In 1985, in response to a significant increase in the number of ethnic minority students admitted to the University, the Division of Student Affairs and University Planning made a conscious decision to expand the programs and services of the Office of Minority Student Affairs. With the hiring of a full-time Assistant Dean of Students/Director of Minority Affairs, the office began the task of creating opportunities for the involvement of ethnic minority students in all aspects of student life. Additionally, intentional efforts were made to increase the opportunities for academic growth and development of this target population, with particular emphasis on African-American students.
In 1986, the office assumed the responsibility of directing the Virginia Student Transition Program, which launched the beginning of a series of efforts to retain ethnic minority students at JMU and broadened the scope of our university-wide recruitment and retention efforts. This change in direction brought about a significant increase in staff and ultimately strengthened the commitment of the Division of Student Affairs to provide holistic retention activities through graduation for students of color at JMU.
During the 1986-1987 academic year, the office was renamed the Office of Minority Student Life and the scope of the office was expanded. The office increased its programming responsibilities and began to develop collaborative programming activities throughout the university community, working specifically with academic departments, the Division of University Advancement and other major programming units within the Division of Student Affairs. Furthermore, the office increased its involvement with the multicultural student organizations and strengthened existing programs such as the Martin Luther King, Jr. Celebration, Black History Month and on-campus recruitment activities.
In the spring of 1992, the Office of Minority Student Life acknowledged the expansion of programs, services and staff along with an increase in the number of different ethnic groups and individuals benefitting from its services. As a result, the existing location of the office in Warren 245 was renovated and the department was renamed in the fall of 1993, becoming the Center for Multicultural Student Services (CMSS) and serving as a hub of activity for the promotion of diversity and retention of students of color at JMU.
In 1999, the Center was renamed the Center for Multicultural/International Student Services (CMISS), expanding its focus to include international student development along with its other functional areas - recruitment/retention, cultural programming and awareness, leadership development and student support.
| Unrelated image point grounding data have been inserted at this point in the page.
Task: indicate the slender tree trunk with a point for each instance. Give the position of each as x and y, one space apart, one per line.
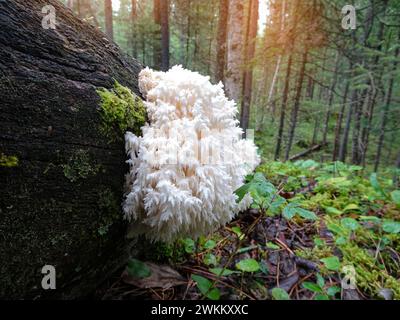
330 99
385 112
272 89
50 120
221 40
283 109
157 35
296 105
188 33
108 14
355 152
248 74
133 27
164 15
346 133
373 94
339 121
233 76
In 2005, the international focus of the Center was moved to the then recently-created Office of International Programs. Thus the Center refocused its efforts and energies on ethnic and cultural programming and education and changed its name once again to the Center for Multicultural Student Services (CMSS).
In 2006-2007, CMSS enhanced its New Officer’s Leadership Program with greater participation throughout the Student Affairs and University Planning divisions. The CMSS Multicultural Attaché Program was created and implemented to provide support to first year students.
The Center also saw an increase in the number of students attending its Student Leadership Conferences and added two new Hispanic Conferences: The U.S. Hispanic Leadership Conference and the Northeast Latino Student Leadership Conference. CMSS also added five new student organizations under its umbrella: Vietnamese Student Association, Chinese Student Association, Sigma Gamma Rho Sorority, Inc., Gamma Sigma Sigma Sorority and Multicultural Women for Change. In addition, the Center reestablished its collaboration with Community Service Learning (CS-L) through the annual CMSS Alternative Spring Break trip.
In 2007-2008, through the support of two innovation grants, CMSS hosted its first Fall Motivational Leadership Retreat for its student executive board members and enhanced CMSS Greek life by attending the National Summit on Black Greek Letter Organizations for the first time. The Black and Latino Greek Caucus (BLGC) also hosted its first off-campus retreat.